Le principe m’a été soumis par la Cité de la musique un an avant la tournée des Grands Espaces. J’avais réservé ma réponse, devant d’abord fabriquer la tournée, tout en sachant que le mouvement me réussit mieux que l’inertie... Pour en venir aux concerts proprement dits, il y a quelques heures de répétition. Chacun doit se sentir à l’aise, pouvoir échanger des idées, les développer, même au dernier moment. La notion d’amusement est importante, mais pour faire des choses inattendues, cela nécessite de se connaître un peu mieux préalablement. Même si, au final, tout se règle avec une guitare et un micro.

Souvenir d’un an et demi de tournée.

Les Grands Espaces étaient une sorte de grand spectacle qui se racontait à travers des images, des situations. On l’a proposé assez longtemps pour penser en avoir fait le tour et éprouver le besoin d’alterner. Après, je suis revenu à quelque chose de plus dépouillé, avec le sentiment que le public venait peut-être plus voir le bonhomme. Les deux sensations sont agréables. J’ai besoin de me sentir à nu pour savoir ce qu’il me reste comme lambeaux des expériences passées que j’aimerai ou non perpétuer.

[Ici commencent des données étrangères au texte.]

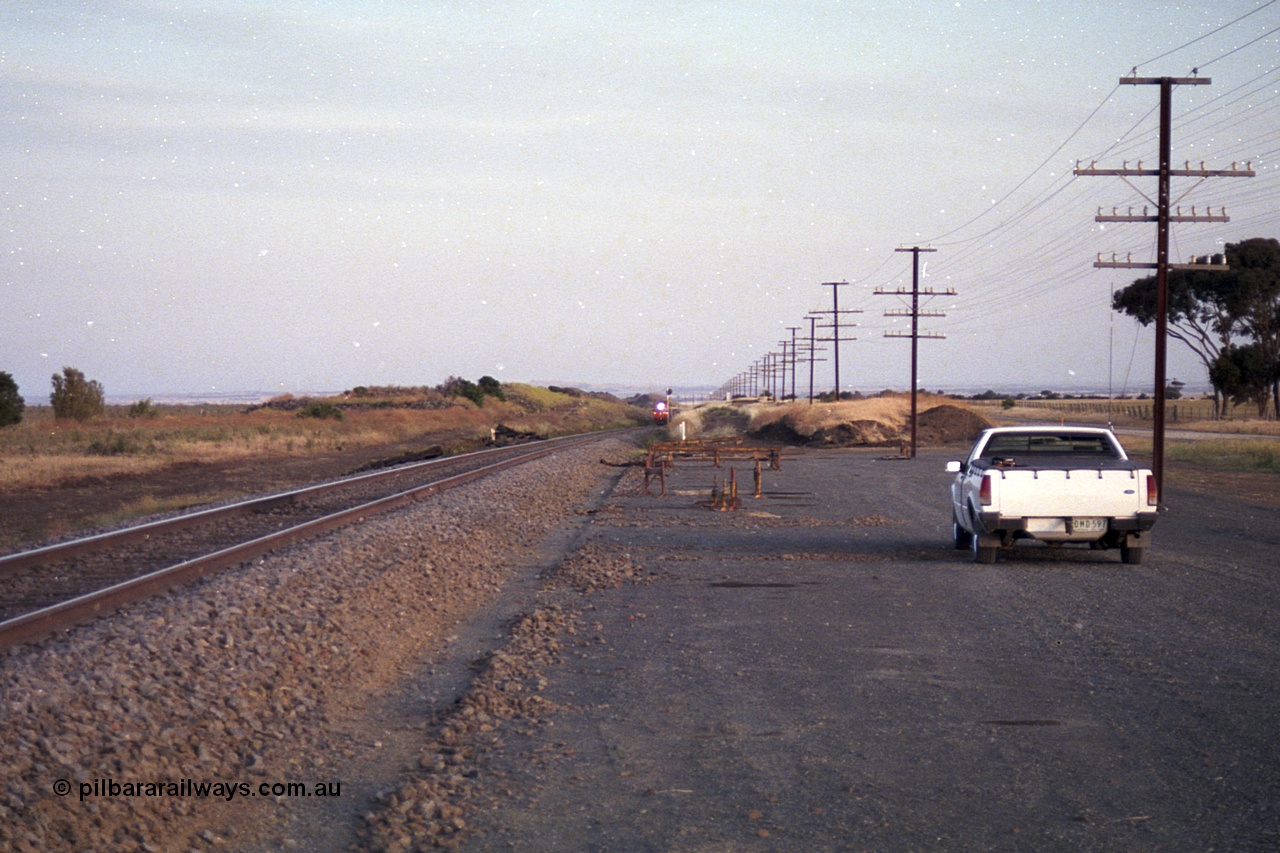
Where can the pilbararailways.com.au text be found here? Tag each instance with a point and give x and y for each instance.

Les chansons interprétées à la Villette appartiendront-elles exclusivement à votre répertoire ?

Quasiment. Si elles ne sont pas de moi, cela nécessite une raison particulière, une idée de traitement personnel sans qu’il y ait trahison. Ce qui n’est pas simple, dans la mesure où l’on se sent naturellement attiré dans les mêmes zones, alors que cela fonctionne parfois mieux sur un principe d’opposition. Au moins, ça vaut le coup à tenter.